Esta ensalada es la esencia de la mesa turca: tomates jugosos, queso salado, aceitunas y el característico sumac ácido y cítrico en lugar de vinagre. Gracias a ello es claramente refrescante, pero no tan agresivamente ácida como las versiones con vinagre de vino, y el sumac le aporta un toque muy cercano a la cocina de Oriente Próximo. Es una forma estupenda de convertir unos pocos ingredientes sencillos en algo que sabe como en una pequeña taberna turca junto a una parrilla callejera.
Consejos del chef
La clave son los tomates maduros de temporada: los tomates duros de invierno harán que la ensalada quede aguada y sin sabor. Merece la pena cubrir la cebolla con agua fría unos minutos o salarla ligeramente si es muy fuerte, para que no domine el resto de ingredientes. Mezcla la salsa aparte y pruébala antes de añadirla a las verduras, porque la intensidad del sumac varía según la marca y es fácil pasarse de acidez.
Sugerencias de servicio
Sírvela justo después de mezclarla, con pan de pita caliente o pan normal, como acompañamiento fijo de la comida; en mi casa suele ir al lado de muslos de pollo asados al horno. También funciona muy bien como cena ligera entre semana si añades a la ensalada un poco de garbanzos de lata. Para beber, combina con vino rosado seco, agua ligeramente con gas con limón o ayran si quieres mantener el ambiente de cocina turca.
Ingredientes
- tomates - 4 piezas
- pepino - 1 pieza
- cebolla - 0.5 piezas
- queso - 120 g
- aceitunas - 12 piezas
- perejil hojas picadas - 3 cucharadas
- sumac - 1.5 cucharaditas
- aceite - 3 cucharadas
- zumo de limón - 1 cucharada
- sal
- pimienta
Preparación
- Lava los tomates y córtalos en dados grandes o gajos. Lava el pepino, pélalo parcialmente si la piel es muy gruesa y córtalo en medias rodajas.
- Pela la cebolla roja y córtala en plumas muy finas. Si es muy fuerte, cúbrela con agua fría durante 5 minutos y luego escúrrela; quedará más suave.
- Corta el queso en dados o desmenúzalo con los dedos en trozos irregulares. Corta las aceitunas por la mitad o déjalas enteras si son pequeñas.
- Lava el perejil, sécalo bien y pícalo fino.

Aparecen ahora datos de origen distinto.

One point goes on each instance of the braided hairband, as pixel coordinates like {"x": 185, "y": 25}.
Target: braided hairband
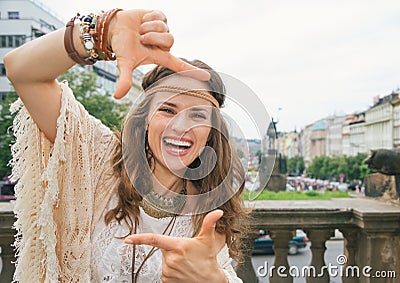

- En un cuenco pequeño mezcla el aceite, el zumo de limón, el sumac, una pizca de sal y pimienta. Prueba y, si hace falta, añade más zumo de limón o sal.
- Pon en un bol grande los tomates, el pepino, la cebolla, las aceitunas y la mayor parte del perejil. Riega con la salsa de sumac y mezcla con cuidado para no aplastar los tomates.
- Coloca por encima los trozos de queso y espolvorea con el resto del perejil y una pizca de sumac para dar color. Sirve de inmediato, antes de que los tomates suelten demasiado jugo.
Conservación
Las sobras se conservan en la nevera en un recipiente hermético hasta 1 día, aunque los tomates irán soltando jugo. Antes de servir de nuevo, mezcla bien y, si hace falta, añade un poco más de sumac o zumo de limón para reavivar el sabor.